March 20, 2008

WHY I'M IN TROUBLE AGAIN

I'm in trouble again. The proximate cause is not acceptance that Barack Obama is as good as we're going to get as president given our fouled up election system, but that I'm not enthusiastic about it. As a fellow journalist put it, "You haven't taken the Kool Aid." I'm in trouble not for being politically incorrect, but for being politically unimpressed.

The causes for this emotional vacuity are several fold.

For one thing, I've lived in DC most of my life, a town which has been run by blacks for 40 years, which has had a black woman mayor and a black woman chair of the city council, where, for a while, women were in the majority on the council and where only one white has been elected to one of the two top positions in the over 30 years of home rule. The last time I can recall ethnicity or sex being raised as a serious concern was in the mid-90s when a black male cab driver told me he would have a hard time voting for Sharon Pratt Kelly, soon elected mayor, because she was a woman. I remember thinking, wow, that's strange. If this is the politics you know, the whole Clinton-Obama debate sounds, well, so 1970s. And the white media commenting on it sounds like a bunch of nuns discussing sex.

So it may not seem hopelessly weird for me to admit that when I see Obama my first image is not that of a black man, but of a Harvard Law School graduate. If I had to choose one stereotype that would be it, which is to say an intelligent, analytical, somewhat self-possessed and arrogant fellow of innate caution and limited imagination. The sort of person you'd want around to handle your divorce or complete your merger, but far from the prophet whose role he has been assigned.

If you examine his politics even slightly, you would be hard to find one example of Obama saying or doing anything much out of the ordinary. You will, however, find many things with which progressives would have cause to disagree: his lousy healthcare plan, his support of the Iraq war after 2002, his approval of Bill Clinton's assault on social welfare, his uninspiring record on environmental issues, his support of the war on drugs, Real ID, the PATRIOT ACT, the death penalty and No Child Left Behind.

Does this matter, and it is cause for something less than applause? I think so.
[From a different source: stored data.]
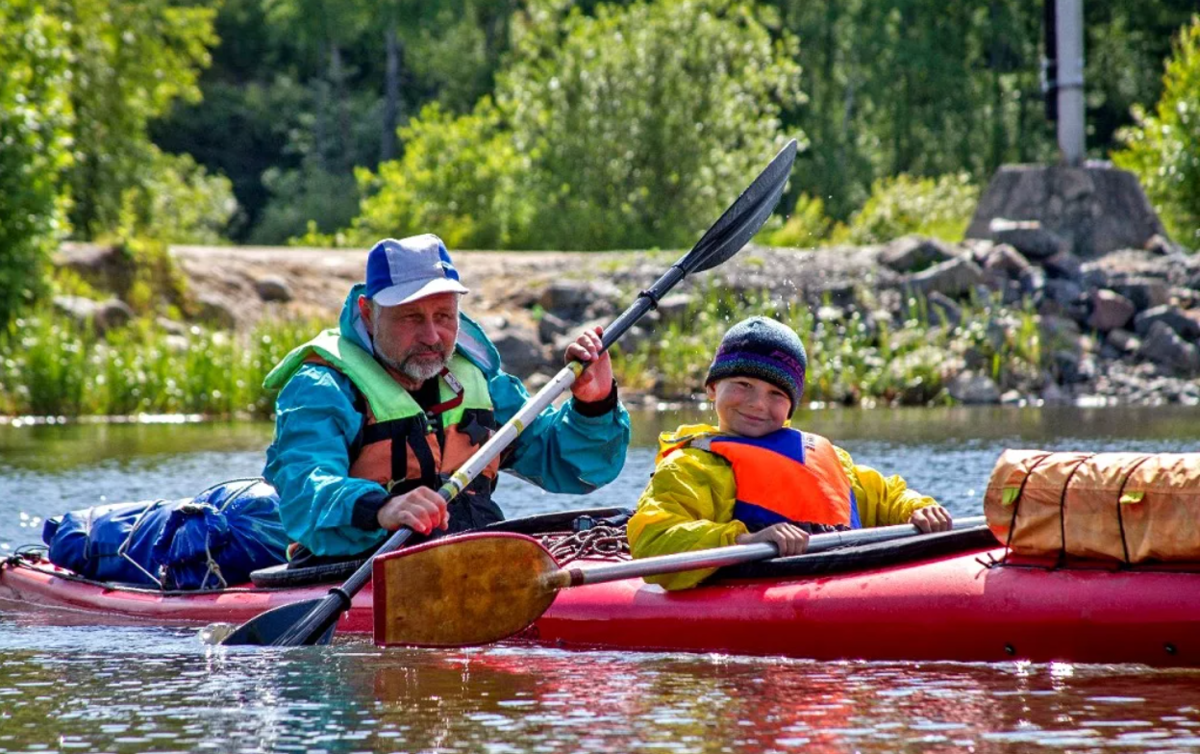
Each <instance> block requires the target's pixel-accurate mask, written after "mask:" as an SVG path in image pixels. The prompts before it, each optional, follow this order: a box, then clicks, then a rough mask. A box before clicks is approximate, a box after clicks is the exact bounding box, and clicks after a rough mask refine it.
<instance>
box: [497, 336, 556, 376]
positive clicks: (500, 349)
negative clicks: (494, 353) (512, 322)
mask: <svg viewBox="0 0 1200 754" xmlns="http://www.w3.org/2000/svg"><path fill="white" fill-rule="evenodd" d="M492 343H493V345H494V346H496V351H498V352H499V354H500V363H502V364H503V365H504V371H506V372H509V373H510V375H516V376H517V377H520V378H522V379H524V378H526V377H529V376H530V375H533V373H534V372H536V371H539V370H541V369H545V367H547V366H548V365H550V364H548V363H550V358H548V355H547V354H546V349H545V348H542V346H541V343H540V342H539V341H538V334H536V333H534V331H533V330H532V329H529V328H523V327H509V328H506V329H504V330H500V331H499V333H497V334H493V335H492Z"/></svg>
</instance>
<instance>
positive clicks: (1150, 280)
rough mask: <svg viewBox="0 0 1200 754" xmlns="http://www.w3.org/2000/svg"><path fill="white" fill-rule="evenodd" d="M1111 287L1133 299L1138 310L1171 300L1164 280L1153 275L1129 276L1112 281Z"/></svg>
mask: <svg viewBox="0 0 1200 754" xmlns="http://www.w3.org/2000/svg"><path fill="white" fill-rule="evenodd" d="M1111 288H1112V289H1114V291H1116V292H1117V293H1120V294H1121V295H1123V297H1126V298H1127V299H1129V300H1130V301H1133V305H1134V306H1136V307H1138V311H1144V310H1147V309H1153V307H1154V306H1162V305H1164V304H1170V300H1171V292H1170V288H1169V286H1168V285H1166V282H1164V281H1162V280H1156V279H1153V277H1129V279H1127V280H1124V281H1121V282H1114V283H1112V286H1111Z"/></svg>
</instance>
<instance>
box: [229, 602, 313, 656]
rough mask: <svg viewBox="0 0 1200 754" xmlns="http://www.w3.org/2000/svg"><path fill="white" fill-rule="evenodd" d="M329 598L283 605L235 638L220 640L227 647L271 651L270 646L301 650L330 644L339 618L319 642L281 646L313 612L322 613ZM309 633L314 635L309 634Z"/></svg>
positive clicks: (255, 622) (230, 636) (269, 612)
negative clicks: (254, 647) (257, 647)
mask: <svg viewBox="0 0 1200 754" xmlns="http://www.w3.org/2000/svg"><path fill="white" fill-rule="evenodd" d="M329 599H330V597H322V598H317V599H306V600H304V602H299V603H292V604H290V605H282V606H280V608H275V609H274V610H268V611H266V612H264V614H262V615H259V616H257V617H254V618H251V620H250V621H246V622H245V623H242V624H241V626H239V627H238V629H236V630H234V632H233V633H232V634H229V635H228V636H226V638H224V639H222V640H221V644H222V645H224V646H257V647H269V646H302V645H306V644H329V641H330V639H332V636H334V628H335V626H336V616H335V620H334V622H332V623H330V624H329V627H328V628H326V629H325V630H324V633H322V634H320V635H318V636H317V638H316V639H317V640H316V641H295V642H290V644H280V640H281V639H283V638H284V636H286V635H287V634H288V633H289V632H293V630H294V629H296V628H299V626H300V624H301V622H305V618H306V617H307V616H308V614H310V612H312V611H314V610H318V609H320V606H322V605H323V604H324V603H325V602H326V600H329ZM310 633H312V632H311V630H310Z"/></svg>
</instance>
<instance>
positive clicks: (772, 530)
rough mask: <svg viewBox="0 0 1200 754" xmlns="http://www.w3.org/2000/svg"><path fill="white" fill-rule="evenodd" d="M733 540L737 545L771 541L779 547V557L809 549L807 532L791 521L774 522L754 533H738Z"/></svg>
mask: <svg viewBox="0 0 1200 754" xmlns="http://www.w3.org/2000/svg"><path fill="white" fill-rule="evenodd" d="M734 541H736V543H737V544H739V545H750V544H755V543H758V541H773V543H775V546H776V547H779V557H790V556H792V555H803V553H804V551H805V550H808V549H809V533H808V532H805V531H804V529H802V528H800V527H798V526H794V525H792V523H776V525H775V526H768V527H767V528H764V529H762V531H760V532H755V533H754V534H749V533H746V534H738V537H737V539H734Z"/></svg>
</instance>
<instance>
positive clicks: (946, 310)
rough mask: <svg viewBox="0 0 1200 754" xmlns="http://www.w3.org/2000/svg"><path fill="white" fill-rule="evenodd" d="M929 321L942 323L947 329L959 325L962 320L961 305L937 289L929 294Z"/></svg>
mask: <svg viewBox="0 0 1200 754" xmlns="http://www.w3.org/2000/svg"><path fill="white" fill-rule="evenodd" d="M926 300H928V301H929V321H930V323H931V324H937V325H943V327H946V328H949V329H954V328H956V327H959V324H960V323H961V322H962V307H961V306H959V305H958V304H955V303H954V300H953V299H950V298H949V297H947V295H944V294H942V293H938V292H937V291H935V292H932V293H930V294H929V298H928V299H926Z"/></svg>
Then there are his words. The embarrassing truth is that Obama bores me. I find him platitudinous, single toned, , sometime pompous and often guilty of that classic Washington sin described once as confusing somberness with seriousness. To be sure, I don't like listening to most politicians these days, but there is something so predictable and annoyingly didactic about Obama, as though he was trying to bring a bunch of freshman students up to speed, that I tend to turn him off and read the text instead.

I have a suspicion that my reaction may be one reason why Obama has a hard time reaching less than elite whites. It's not that he can't reach across the ethnic divide; it's the class divide that keeps him apart. He talks like someone who considers himself better than his audience.

Oddly, Obama gave a not bad description of himself when he was dissin' Ralph Nader: "My sense is that Mr. Nader is somebody who, if you don't listen and adopt all of his policies, thinks you're not substantive. He seems to have a pretty high opinion of his own work."

If you compare Ralph Nader's own work with that of a man who was a mere state senator four years ago, you might find some excuse for the former's high opinion of himself yet be left confused by the latter's assumption that he has already paid enough dues to be president.

It is also striking that Ralph Nader and Paul Wellstone, whom Obama described as a "gadfly," come off worse than a couple of rightwing senators Obama wants to stuff in his cabinet or even his beloved former minister who has caused him such grief. And that his constitutional law advisor says he would be 'stunned' if Obama named anti-business Supreme Court justices.

Which raises the useful question: just how liberal will Obama be as president? His enthralled throng hasn't even stopped clapping long enough to ask the question.

Finally, my work leads me into a frustrating dichotomy. At some points of the day I concern myself with the often trivial distinctions we make between candidates. But then, moments later, I find myself facing news that glaciers are in their worst shape in 5,000 years, that the Iraq War may cost $1 trillion, that Bush has assaulted the Constitution again, and that the financial markets are in their worst shape in decades. And none of the candidates who stand a chance of being elected - McCain, Clinton or Obama - have anything useful or meaningful to say on such topics.

And I am reminded once again why I can't bring myself to cheer.